Premièrement, nous devons investir dans la recherche et le développement au-delà de la bulle de la Silicon Valley, réduisant ainsi notre dépendance à la gouvernance de plus en plus erratique du président Trump. Ensuite, nous devrions introduire de nouvelles règles obligeant les entreprises et les organisations à consulter les parties prenantes de la communauté tout au long de leurs opérations et à garantir que les algorithmes sont entraînés sur des ensembles de données inclusifs.
Parallèlement, l'UE doit explorer de nouveaux outils pour détecter et atténuer les biais inévitables des systèmes d'IA. Nous devrions également déployer des programmes universels de formation à l'IA et des plateformes de responsabilisation, afin de sensibiliser le public aux menaces potentielles et de lui donner les moyens de signaler toute plainte.
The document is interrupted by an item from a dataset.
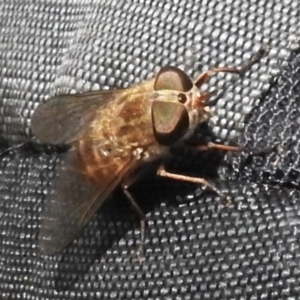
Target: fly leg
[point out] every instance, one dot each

Ce qui s'est passé en Éthiopie ou à Southport n'est pas une anomalie, c'est un avertissement : les plateformes d'aujourd'hui ne sont plus des espaces neutres. Elles contribuent activement à façonner l'opinion et les comportements publics, trop souvent de manière à inciter à la violence et à polariser les sociétés.
En fin de compte, ce procès contre Meta ne concerne pas seulement la responsabilité, mais aussi la prévention. Les normes réglementaires seront certainement utiles, mais les restrictions doivent être compensées par la diversification.
Ce n’est qu’à ce moment-là que nous pourrons conserver les avantages de ces technologies sans abandonner l’idée même de justice à une foule algorithmique incontrôlable.
À propos de l'auteur:
Courteney Mukoyi est le fondateur et directeur de la Justice Code Foundation, qui exploite les technologies existantes et émergentes pour promouvoir les droits humains au sein des communautés zimbabwéennes. Passionné de CivicTech, il est titulaire d'un master en commerce international de l'Université du Cap.
Muyoki a reçu de nombreux prix, dont le Prix de l'innovation démocratique 2022 et le Prix Wangari Maathai de l'impact de l'IA 2023. En 2023, il a été sélectionné pour la bourse Mandela Washington. Il siège actuellement au Conseil consultatif des jeunes du CDH et au Comité de réflexion des jeunes de l'Union européenne. Il a collaboré avec diverses organisations, dont l'Accountability Lab et l'Union africaine, pour promouvoir l'utilisation des technologies et de l'intelligence artificielle dans les domaines des droits humains et de l'engagement civique. Entrepreneur en série, il a également fondé TopSure, une start-up d'assurance-technologie, qui a marqué le début de son parcours vers la création de startups licornes en Afrique.